Timbrava il cartellino in municipio e poco dopo attraversava il confine per andare a lavorare in Svizzera. È quanto hanno scoperto i finanzieri della Compagnia di Luino nell’ambito di un’indagine coordinata dalla Procura di Varese che ha portato alla denuncia di un dipendente comunale di un centro dell’Alto Varesotto. C’è da considerare che la fase procedurale è quella della conclusione delle indagini preliminari e non siamo di fronte ad una sentenza di condanna.
Secondo le accuse l’uomo, addetto alla manutenzione del verde pubblico, risultava regolarmente in servizio mentre in realtà si dedicava ad attività personali e, in più occasioni, lavorava alle dipendenze di un’impresa nel Canton Ticino.
Secondo quanto ricostruito dalle Fiamme Gialle, il dipendente – da considerarsi innocente fino a prova contraria – raggiungeva il municipio con un mezzo dell’ente per registrare la presenza. Successivamente parcheggiava il veicolo di servizio nel magazzino comunale e si allontanava con la propria auto, facendo perdere le tracce anche oltreconfine, pur risultando formalmente al lavoro.
Le indagini si sono sviluppate attraverso osservazioni, appostamenti e pedinamenti. Decisivo anche l’incrocio tra le immagini dei sistemi di videosorveglianza dei comuni limitrofi e i dati telefonici, che hanno consentito di ricostruire con precisione gli spostamenti dell’uomo durante l’orario di lavoro.
Dal confronto con le timbrature sarebbero emersi complessivamente 18 episodi di assenza ingiustificata.
Per il dipendente è così scattata la denuncia per false attestazioni della presenza in servizio e truffa ai danni dello Stato. Nei suoi confronti l’autorità giudiziaria ha emesso l’avviso di conclusione delle indagini preliminari.
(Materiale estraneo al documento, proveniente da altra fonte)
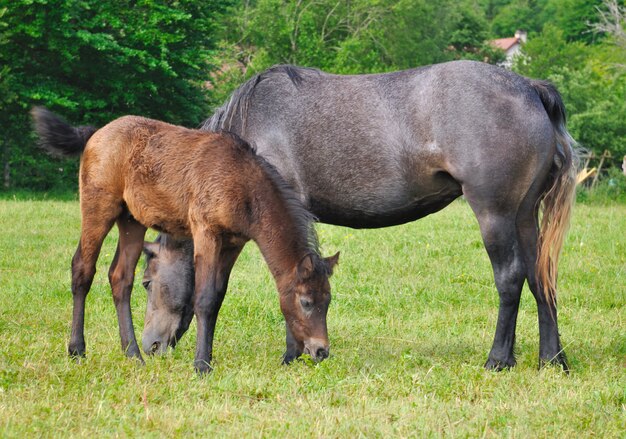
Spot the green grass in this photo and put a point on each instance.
(411, 323)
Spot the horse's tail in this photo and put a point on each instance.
(558, 197)
(58, 137)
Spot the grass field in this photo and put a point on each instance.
(411, 322)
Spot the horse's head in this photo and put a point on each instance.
(169, 282)
(304, 300)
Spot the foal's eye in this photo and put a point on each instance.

L’operazione, spiegano dalla Guardia di Finanza, rientra nell’attività di contrasto agli illeciti nella pubblica amministrazione e ai fenomeni di assenteismo che danneggiano i servizi pubblici e la fiducia dei cittadini.
I REATI
Il reato di “false attestazioni della presenza in servizio” (art. 55-quinquies D.Lgs. 165/2001 Testo unico sul pubblico impiego) punisce il dipendente pubblico che, tramite modalità fraudolente come la manomissione del badge o lo scambio dello stesso con colleghi, attesta falsamente di essere sul posto di lavoro. La condotta configura un reato proprio che prevede la reclusione da 1 a 5 anni e una multa. Oltre alle sanzioni penali, il dipendente rischia il licenziamento disciplinare per giusta causa e l’obbligo di risarcire il danno d’immagine alla Pubblica Amministrazione.
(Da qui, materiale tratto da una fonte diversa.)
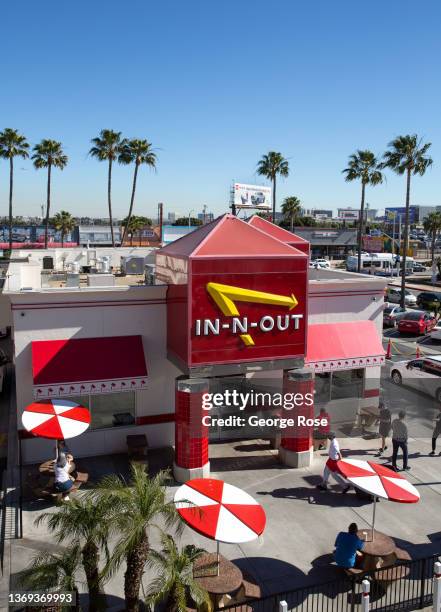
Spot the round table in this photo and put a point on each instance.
(381, 545)
(205, 572)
Il reato di “truffa ai danni dello Stato“ (art. 640, comma 2, n. 1, c.p.) si configura quando il soggetto, tramite artifizi o raggiri, induce in errore l’amministrazione pubblica per procurare a sé o ad altri un ingiusto profitto, causando un danno patrimoniale all’ente. Non è un reato autonomo, ma una circostanza aggravante della truffa semplice, che comporta la procedibilità d’ufficio e la reclusione da uno a cinque anni. Elemento centrale è l’inganno rivolto a un soggetto pubblico (Stato o ente pubblico) per l’ottenimento indebito di erogazioni, finanziamenti o altri vantaggi economici.